Città del Vaticano , mercoledì, 11. febbraio, 2015 12:05 (ACI Stampa).
‘Quapropter bene conscius ponderis huius actus plena libertate declaro me ministerio Episcopi Romae, Successoris Sancti Petri, mihi per manus Cardinalium die 19 aprilis MMV commisso renuntiare ita ut a die 28 februarii MMXIII, hora 20, sedes Romae, sedes Sancti Petri vacet et Conclave ad eligendum novum Summum Pontificem ab his quibus competit convocandum esse’.
Sono passati ormai due anni da questa declaratio. Sono state sufficienti poche parole pronunciate in latino da Papa Benedetto XVI per cambiare la storia della Chiesa contemporanea. Era l’11 febbraio 2013, memoria liturgica della Madonna di Lourdes, Giornata Mondiale del Malato e anniversario della firma dei Patti Lateranensi. Un giorno di festa in Vaticano.
Poche righe in latino sono bastate per far vedere il Pontefice bavarese sotto tutt’altra luce. Ma limitare il Pontificato di Benedetto XVI alla sua rinuncia è onestamente riduttivo, sbagliato e fuori di ogni logica.
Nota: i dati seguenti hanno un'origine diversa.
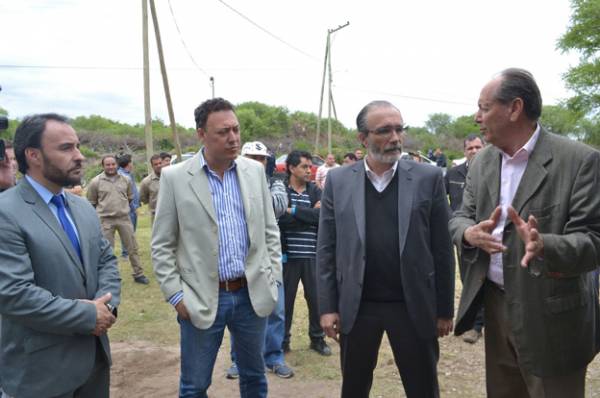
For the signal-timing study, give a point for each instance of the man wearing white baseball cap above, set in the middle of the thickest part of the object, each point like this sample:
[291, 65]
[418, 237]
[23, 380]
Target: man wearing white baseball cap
[273, 354]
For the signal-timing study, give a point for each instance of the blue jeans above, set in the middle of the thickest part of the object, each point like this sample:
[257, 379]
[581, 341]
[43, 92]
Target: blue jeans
[273, 352]
[199, 347]
[133, 218]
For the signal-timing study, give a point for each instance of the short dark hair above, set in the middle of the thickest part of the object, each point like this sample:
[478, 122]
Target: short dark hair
[294, 158]
[29, 135]
[209, 106]
[351, 156]
[124, 160]
[104, 157]
[361, 119]
[472, 137]
[519, 83]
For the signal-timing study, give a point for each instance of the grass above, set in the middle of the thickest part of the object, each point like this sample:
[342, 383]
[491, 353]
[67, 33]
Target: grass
[145, 316]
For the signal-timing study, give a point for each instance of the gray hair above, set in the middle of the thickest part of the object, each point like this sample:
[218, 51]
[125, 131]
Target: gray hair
[519, 83]
[361, 119]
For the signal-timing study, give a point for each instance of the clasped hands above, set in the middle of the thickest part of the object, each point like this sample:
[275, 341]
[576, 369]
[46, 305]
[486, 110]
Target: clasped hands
[480, 235]
[104, 317]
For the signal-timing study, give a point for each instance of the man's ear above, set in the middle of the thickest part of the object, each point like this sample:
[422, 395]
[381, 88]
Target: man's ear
[516, 109]
[33, 156]
[362, 137]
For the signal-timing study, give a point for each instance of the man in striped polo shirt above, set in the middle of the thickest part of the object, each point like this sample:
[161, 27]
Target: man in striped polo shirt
[299, 246]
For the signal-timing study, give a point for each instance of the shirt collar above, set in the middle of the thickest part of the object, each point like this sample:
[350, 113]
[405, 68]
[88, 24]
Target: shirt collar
[371, 173]
[205, 166]
[527, 148]
[44, 193]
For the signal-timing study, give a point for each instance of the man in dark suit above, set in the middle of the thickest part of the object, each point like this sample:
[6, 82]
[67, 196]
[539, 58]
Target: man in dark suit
[529, 229]
[59, 282]
[384, 265]
[454, 180]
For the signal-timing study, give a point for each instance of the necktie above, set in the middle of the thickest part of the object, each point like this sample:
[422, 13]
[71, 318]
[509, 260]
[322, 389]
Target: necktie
[58, 201]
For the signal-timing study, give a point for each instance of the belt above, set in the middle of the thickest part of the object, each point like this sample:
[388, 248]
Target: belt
[234, 284]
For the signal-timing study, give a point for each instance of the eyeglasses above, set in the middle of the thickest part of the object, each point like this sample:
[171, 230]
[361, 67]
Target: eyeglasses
[387, 131]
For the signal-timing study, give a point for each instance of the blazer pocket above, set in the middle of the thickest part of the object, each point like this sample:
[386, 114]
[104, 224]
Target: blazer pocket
[35, 343]
[559, 304]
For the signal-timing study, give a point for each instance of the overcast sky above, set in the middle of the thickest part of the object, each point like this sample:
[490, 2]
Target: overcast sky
[85, 57]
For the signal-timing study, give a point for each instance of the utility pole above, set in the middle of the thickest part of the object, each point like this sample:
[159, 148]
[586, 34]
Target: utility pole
[147, 113]
[163, 70]
[330, 103]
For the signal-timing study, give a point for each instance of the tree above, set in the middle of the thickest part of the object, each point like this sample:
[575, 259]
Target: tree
[583, 36]
[438, 123]
[560, 119]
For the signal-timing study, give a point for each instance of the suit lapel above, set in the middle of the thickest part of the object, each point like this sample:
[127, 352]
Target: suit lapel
[535, 173]
[491, 175]
[358, 199]
[42, 210]
[405, 199]
[199, 184]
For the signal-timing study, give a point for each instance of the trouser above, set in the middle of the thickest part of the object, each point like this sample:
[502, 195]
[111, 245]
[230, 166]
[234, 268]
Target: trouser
[479, 317]
[294, 271]
[133, 218]
[504, 377]
[199, 347]
[274, 332]
[96, 386]
[415, 357]
[125, 229]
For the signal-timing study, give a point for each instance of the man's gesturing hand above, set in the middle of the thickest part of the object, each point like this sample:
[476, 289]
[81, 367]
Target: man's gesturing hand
[534, 245]
[182, 311]
[480, 235]
[330, 323]
[104, 318]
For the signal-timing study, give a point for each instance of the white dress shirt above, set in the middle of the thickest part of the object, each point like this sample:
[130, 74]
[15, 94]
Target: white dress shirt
[380, 182]
[510, 176]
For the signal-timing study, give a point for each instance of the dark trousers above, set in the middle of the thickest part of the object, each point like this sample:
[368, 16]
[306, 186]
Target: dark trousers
[415, 357]
[504, 377]
[479, 318]
[294, 271]
[98, 384]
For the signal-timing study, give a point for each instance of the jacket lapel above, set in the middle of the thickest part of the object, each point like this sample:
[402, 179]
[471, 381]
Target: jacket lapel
[199, 184]
[405, 199]
[491, 176]
[358, 199]
[42, 210]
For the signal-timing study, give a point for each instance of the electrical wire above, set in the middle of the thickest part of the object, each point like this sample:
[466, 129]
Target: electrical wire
[269, 33]
[187, 50]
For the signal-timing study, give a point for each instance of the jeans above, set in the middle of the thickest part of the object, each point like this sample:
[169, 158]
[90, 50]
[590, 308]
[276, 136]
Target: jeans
[133, 218]
[199, 347]
[273, 352]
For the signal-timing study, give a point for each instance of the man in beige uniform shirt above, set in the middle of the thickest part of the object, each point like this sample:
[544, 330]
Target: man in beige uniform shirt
[150, 184]
[110, 193]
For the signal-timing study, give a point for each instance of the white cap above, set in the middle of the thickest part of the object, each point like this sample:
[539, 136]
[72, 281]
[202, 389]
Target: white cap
[254, 148]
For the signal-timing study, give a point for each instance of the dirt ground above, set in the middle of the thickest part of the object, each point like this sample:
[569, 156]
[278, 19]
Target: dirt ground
[146, 370]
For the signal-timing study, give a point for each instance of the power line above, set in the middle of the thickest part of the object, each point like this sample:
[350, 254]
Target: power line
[183, 41]
[267, 32]
[407, 96]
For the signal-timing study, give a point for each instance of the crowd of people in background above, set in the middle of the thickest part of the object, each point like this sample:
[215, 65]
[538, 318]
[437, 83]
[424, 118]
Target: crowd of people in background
[372, 240]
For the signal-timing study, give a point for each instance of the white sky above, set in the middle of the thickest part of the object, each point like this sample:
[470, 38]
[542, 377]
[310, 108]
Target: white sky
[424, 56]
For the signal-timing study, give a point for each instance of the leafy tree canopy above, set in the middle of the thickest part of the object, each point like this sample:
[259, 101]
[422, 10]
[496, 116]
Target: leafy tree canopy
[583, 36]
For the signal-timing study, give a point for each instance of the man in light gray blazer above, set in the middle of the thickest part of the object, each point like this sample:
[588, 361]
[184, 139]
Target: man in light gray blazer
[385, 261]
[216, 253]
[59, 282]
[529, 230]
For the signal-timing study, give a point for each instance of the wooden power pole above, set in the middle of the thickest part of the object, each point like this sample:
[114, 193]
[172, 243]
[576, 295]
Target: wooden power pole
[163, 71]
[147, 112]
[330, 103]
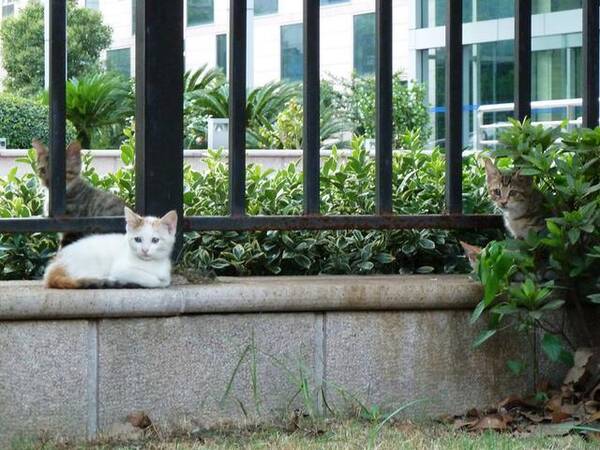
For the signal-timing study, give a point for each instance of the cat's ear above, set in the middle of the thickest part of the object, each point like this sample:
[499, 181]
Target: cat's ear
[74, 150]
[490, 168]
[170, 220]
[133, 220]
[40, 148]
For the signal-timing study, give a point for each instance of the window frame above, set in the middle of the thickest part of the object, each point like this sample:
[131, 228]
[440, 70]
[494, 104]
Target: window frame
[282, 28]
[199, 24]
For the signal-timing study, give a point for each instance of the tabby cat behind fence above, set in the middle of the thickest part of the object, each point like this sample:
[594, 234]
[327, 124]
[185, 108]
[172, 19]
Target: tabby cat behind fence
[518, 199]
[83, 200]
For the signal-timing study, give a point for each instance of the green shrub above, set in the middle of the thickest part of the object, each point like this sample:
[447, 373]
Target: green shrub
[287, 130]
[97, 102]
[22, 40]
[274, 111]
[526, 280]
[347, 188]
[22, 120]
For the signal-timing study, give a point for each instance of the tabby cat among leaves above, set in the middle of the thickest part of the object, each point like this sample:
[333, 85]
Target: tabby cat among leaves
[518, 199]
[83, 200]
[139, 258]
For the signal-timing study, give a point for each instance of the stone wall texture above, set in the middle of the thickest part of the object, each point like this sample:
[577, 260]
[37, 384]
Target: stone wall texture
[79, 376]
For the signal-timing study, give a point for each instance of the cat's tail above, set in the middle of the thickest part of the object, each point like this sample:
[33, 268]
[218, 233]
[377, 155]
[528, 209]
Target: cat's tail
[56, 277]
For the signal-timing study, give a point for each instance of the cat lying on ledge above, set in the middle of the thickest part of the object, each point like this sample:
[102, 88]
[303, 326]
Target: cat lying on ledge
[139, 258]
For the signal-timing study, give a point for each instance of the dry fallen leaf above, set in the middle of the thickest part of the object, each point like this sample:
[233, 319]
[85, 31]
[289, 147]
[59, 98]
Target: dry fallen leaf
[139, 419]
[461, 423]
[553, 429]
[492, 422]
[513, 401]
[559, 417]
[533, 417]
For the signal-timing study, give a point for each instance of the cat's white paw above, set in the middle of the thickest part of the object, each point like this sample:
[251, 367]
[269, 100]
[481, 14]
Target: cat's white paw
[164, 282]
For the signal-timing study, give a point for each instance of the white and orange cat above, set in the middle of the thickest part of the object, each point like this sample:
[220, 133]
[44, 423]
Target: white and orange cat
[140, 258]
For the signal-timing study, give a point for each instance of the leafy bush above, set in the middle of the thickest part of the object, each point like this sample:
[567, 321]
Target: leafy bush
[287, 130]
[211, 99]
[274, 111]
[97, 102]
[347, 188]
[22, 38]
[22, 120]
[526, 280]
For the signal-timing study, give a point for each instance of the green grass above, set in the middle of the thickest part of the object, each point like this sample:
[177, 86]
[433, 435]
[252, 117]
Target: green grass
[352, 434]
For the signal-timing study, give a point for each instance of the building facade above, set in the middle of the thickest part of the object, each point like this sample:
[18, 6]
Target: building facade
[347, 36]
[488, 36]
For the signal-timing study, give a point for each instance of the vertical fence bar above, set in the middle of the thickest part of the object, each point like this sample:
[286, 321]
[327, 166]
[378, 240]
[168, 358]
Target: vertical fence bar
[311, 136]
[159, 106]
[237, 107]
[57, 100]
[384, 107]
[454, 99]
[590, 63]
[522, 59]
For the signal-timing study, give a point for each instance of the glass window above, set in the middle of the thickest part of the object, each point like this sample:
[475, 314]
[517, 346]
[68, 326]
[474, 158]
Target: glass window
[364, 43]
[8, 10]
[433, 12]
[265, 7]
[222, 52]
[119, 61]
[200, 12]
[291, 52]
[496, 72]
[497, 9]
[545, 6]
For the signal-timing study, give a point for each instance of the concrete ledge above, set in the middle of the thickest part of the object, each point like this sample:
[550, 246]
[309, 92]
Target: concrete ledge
[74, 363]
[29, 300]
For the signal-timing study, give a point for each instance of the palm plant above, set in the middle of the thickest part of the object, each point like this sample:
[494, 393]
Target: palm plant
[202, 79]
[96, 102]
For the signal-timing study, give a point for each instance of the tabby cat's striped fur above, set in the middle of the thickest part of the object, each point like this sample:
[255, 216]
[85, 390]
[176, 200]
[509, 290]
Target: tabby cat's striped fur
[518, 199]
[83, 200]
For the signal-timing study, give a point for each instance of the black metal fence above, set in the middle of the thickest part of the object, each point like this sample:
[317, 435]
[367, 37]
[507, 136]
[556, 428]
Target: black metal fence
[159, 121]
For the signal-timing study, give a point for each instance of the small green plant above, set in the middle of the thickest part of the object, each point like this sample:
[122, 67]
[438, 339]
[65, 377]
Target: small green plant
[525, 281]
[22, 41]
[22, 120]
[358, 106]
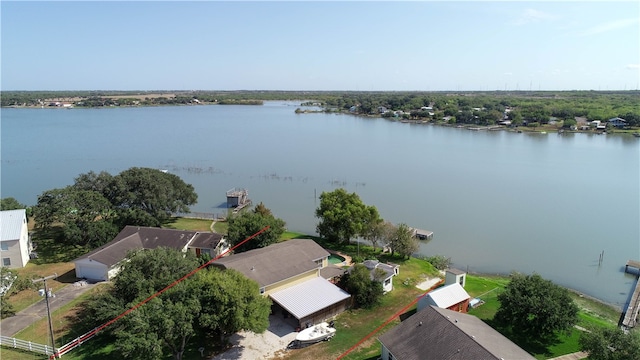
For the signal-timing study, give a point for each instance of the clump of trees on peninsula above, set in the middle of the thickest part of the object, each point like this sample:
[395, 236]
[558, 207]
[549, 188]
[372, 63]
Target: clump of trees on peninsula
[95, 208]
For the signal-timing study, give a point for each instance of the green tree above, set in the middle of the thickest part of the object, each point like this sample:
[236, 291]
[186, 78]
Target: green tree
[403, 241]
[231, 302]
[249, 223]
[95, 182]
[536, 307]
[11, 204]
[212, 302]
[86, 214]
[378, 232]
[610, 344]
[343, 215]
[366, 292]
[568, 123]
[152, 191]
[262, 210]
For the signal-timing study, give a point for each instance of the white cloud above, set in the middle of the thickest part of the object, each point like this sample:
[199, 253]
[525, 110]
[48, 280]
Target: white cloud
[610, 26]
[533, 16]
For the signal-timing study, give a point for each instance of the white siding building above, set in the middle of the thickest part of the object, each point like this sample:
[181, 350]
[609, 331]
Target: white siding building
[15, 245]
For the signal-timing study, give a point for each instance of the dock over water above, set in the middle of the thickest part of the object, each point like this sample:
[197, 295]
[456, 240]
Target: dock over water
[631, 312]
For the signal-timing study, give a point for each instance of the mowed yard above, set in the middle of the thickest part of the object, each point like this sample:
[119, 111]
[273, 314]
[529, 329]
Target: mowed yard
[357, 330]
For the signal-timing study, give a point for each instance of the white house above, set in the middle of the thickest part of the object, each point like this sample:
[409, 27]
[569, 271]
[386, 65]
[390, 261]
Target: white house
[15, 245]
[452, 297]
[388, 271]
[618, 122]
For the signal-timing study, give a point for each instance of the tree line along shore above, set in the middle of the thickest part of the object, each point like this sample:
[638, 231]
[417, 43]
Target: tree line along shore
[533, 110]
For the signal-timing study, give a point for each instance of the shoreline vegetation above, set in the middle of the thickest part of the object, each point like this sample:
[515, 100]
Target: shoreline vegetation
[561, 112]
[353, 325]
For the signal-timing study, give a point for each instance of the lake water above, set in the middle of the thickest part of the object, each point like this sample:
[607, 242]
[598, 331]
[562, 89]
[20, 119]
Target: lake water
[496, 201]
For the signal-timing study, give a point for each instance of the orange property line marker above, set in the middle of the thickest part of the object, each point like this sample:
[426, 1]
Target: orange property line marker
[401, 311]
[90, 334]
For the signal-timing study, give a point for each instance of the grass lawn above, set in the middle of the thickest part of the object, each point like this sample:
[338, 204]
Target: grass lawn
[189, 224]
[592, 313]
[221, 227]
[354, 325]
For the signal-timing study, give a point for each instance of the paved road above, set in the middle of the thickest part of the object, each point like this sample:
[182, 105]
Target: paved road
[22, 319]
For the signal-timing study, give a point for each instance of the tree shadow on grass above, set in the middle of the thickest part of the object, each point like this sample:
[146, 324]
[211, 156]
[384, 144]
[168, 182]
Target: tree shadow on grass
[51, 249]
[68, 278]
[532, 345]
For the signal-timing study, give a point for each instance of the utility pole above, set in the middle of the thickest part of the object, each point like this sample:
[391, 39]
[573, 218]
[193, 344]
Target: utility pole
[46, 297]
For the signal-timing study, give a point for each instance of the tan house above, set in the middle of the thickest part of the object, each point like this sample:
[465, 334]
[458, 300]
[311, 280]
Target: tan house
[290, 273]
[103, 263]
[15, 244]
[436, 333]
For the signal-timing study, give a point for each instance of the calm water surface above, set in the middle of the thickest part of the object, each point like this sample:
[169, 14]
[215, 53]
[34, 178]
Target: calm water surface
[497, 201]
Per capire il messaggio di Joseph Ratzinger bisogna partire dal suo motto episcopale. Cooperatores Veritatis. Cooperatori della Verità. Questa frase è stata la sua stella polare da Papa . A partire da quella sfida lanciata a viso aperto contro la dittatura del relativismo, 24 ore prima di essere eletto dai cardinali successore di Giovanni Paolo II.
Malgrado spesso e volentieri lo si neghi, l’opera di Papa Francesco prosegue nel solco indelebile tracciato dal suo ‘amato e venerato predecessore’. La lotta senza quartiere alla sporcizia nella Chiesa – denunciata dal Cardinale Ratzinger nella Via Crucis 2005 – messa in atto in questi mesi da Jorge Mario Bergoglio è logica conseguenza delle scelte operate da Papa Benedetto XVI. Basti pensare al Motu proprio sulla trasparenza finanziaria o alla vera e propria crociata contro i preti pedofili scatenata da Benedetto.